最速上映では、24時から上映開始し26時55分終了予定となっている。予告編が10分~15分あるとしても、2時間40分は本編の尺があることになる(画像はTOHOシネマズ公式アプリ)

 「鬼滅の刃」ではおなじみの構成となっているのが、鬼との戦いに決着がついた後に差し込まれる過去回想。彼らはどのような生い立ち・経緯で、人ならざる悪鬼へと成り果てたのか。「猗窩座再来」で猗窩座との決着までが収められるとしたら、無論、猗窩座の過去も描かれることになるだろう。原作ファンの中でも屈指の名エピソードとして評価を受ける猗窩座の過去、それをどのように見せてくれるのかは間違いなく本作の評価を左右するポイントだ。

銀幕映えする血鬼術の表現と、これまでとは一線を画す戦いに身を投じる剣士たち

 ここからは、個人的に期待する「猗窩座再来」の見どころについて語りたい。アニメ「鬼滅の刃」シリーズが多くのファンに支持されるポイントは数あれど、その中でも鬼殺隊の剣士たちが操る呼吸の剣技、そのアニメーションならではといえる表現を突き詰めた映像体験と、人間と鬼……生物として圧倒的不利な戦いを強いられるキャラクターたちの命を賭した様に説得力を与える、声優陣の鬼気迫る演技。この2つが大きなポイントであることに異議はないだろう。

 今作でも同じく、「炭治郎や柱たちの駆使する剣技をどのように見せてくれるのか」という期待はあるが、それ以上に気になっているのは、鬼たちの使用する血鬼術の方だ。童磨が操る、氷を用いた血鬼術はいかにも華やかで銀幕映えすることが想像に難くないし、善逸の兄弟子だった鬼・獪岳は、雷の呼吸の剣技に自身の血鬼術を上乗せして黒雷を放つ。その派手さや、一度受けたら最後、体を割り続けるという獪岳の血鬼術をどのように表現するのかワクワクする思いだ。

 また無限城に突入してからの戦い全般には、これまでに描かれてきた戦いとは明らかに異なる点がある。

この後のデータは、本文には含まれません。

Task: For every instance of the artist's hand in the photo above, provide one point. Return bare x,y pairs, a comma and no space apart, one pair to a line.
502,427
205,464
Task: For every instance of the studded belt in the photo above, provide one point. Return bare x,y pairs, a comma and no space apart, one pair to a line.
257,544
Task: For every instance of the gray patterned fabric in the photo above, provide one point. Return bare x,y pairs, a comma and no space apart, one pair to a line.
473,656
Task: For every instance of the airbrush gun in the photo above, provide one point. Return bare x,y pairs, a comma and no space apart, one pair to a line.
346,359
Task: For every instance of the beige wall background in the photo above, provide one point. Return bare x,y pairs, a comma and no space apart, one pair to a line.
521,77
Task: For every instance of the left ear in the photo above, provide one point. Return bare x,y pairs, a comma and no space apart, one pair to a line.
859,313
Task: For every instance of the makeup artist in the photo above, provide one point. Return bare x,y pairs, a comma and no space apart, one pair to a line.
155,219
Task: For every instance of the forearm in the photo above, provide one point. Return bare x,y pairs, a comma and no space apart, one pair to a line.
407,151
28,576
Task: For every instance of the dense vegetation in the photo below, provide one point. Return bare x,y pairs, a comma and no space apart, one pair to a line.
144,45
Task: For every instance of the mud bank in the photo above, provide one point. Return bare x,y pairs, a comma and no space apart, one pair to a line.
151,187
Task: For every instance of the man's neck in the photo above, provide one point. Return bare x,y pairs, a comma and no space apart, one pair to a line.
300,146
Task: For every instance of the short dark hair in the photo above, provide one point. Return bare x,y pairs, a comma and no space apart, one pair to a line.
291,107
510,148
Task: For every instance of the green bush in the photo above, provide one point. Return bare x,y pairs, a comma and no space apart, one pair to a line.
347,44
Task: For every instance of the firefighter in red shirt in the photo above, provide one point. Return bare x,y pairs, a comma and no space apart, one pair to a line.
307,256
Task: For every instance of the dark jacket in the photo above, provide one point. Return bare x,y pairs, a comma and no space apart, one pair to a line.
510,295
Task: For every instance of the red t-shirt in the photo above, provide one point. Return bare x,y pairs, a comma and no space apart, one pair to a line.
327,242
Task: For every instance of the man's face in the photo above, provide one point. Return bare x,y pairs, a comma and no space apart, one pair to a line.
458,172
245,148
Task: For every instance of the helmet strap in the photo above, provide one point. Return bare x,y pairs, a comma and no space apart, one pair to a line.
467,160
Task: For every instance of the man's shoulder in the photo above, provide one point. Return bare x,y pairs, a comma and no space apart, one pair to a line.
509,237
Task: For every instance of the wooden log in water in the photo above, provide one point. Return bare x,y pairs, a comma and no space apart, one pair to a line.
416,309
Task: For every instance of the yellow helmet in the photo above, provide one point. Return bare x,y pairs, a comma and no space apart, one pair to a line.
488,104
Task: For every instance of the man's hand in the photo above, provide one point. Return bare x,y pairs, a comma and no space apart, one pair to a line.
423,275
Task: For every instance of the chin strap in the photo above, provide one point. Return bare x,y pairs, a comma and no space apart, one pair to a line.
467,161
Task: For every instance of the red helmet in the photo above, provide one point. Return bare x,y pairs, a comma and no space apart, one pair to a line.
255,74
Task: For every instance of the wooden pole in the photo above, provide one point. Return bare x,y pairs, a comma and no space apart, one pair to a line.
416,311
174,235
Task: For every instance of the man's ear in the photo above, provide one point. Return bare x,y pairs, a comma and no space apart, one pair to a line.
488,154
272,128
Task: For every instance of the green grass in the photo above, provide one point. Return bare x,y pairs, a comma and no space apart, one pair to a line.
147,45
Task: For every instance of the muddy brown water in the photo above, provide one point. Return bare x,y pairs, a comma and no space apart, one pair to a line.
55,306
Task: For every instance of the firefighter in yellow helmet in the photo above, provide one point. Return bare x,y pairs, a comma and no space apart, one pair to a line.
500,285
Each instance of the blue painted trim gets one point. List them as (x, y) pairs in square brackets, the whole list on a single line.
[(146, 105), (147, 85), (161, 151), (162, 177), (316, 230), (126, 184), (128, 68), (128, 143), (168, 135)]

それは「鬼と相対するキャラクターとの間に明確な因縁がある」という点だ。しのぶは先代花柱である実姉・胡蝶カナエの敵討ちを、善逸は兄弟子が鬼となったことで、その責任を取る形で切腹した育手(そだて)の元鳴柱・桑島慈悟郎の無念を、そして炭治郎は言うまでもなく、煉獄杏寿郎の雪辱を晴らすという、それぞれに抱く想いがある。この激情を秘めたキャラクターたちを、各担当キャストがどのように演じるのか……そういう視点での楽しみもある。

童磨と退治する胡蝶しのぶ

 そういった意味では、今回特に注目したいのが善逸だ。戦闘時には(意識を失っているが)頼りになるものの、普段はおちゃらけた言動が目立つコメディリリーフ的な役回りの善逸。「柱稽古編」でとある文を受け取ってから彼の様子は一変し、先の予告編でも少々触れたが、今回の善逸は戦いに対して腰が引けた、軟弱ないつもの雰囲気が一切ない。激しい敵意を剥き出しにする善逸を、担当キャストである下野紘氏がどのように演じるのかが気になっているファンは多いだろう。その真相はぜひ、7月18日の公開後に劇場で確かめてほしい。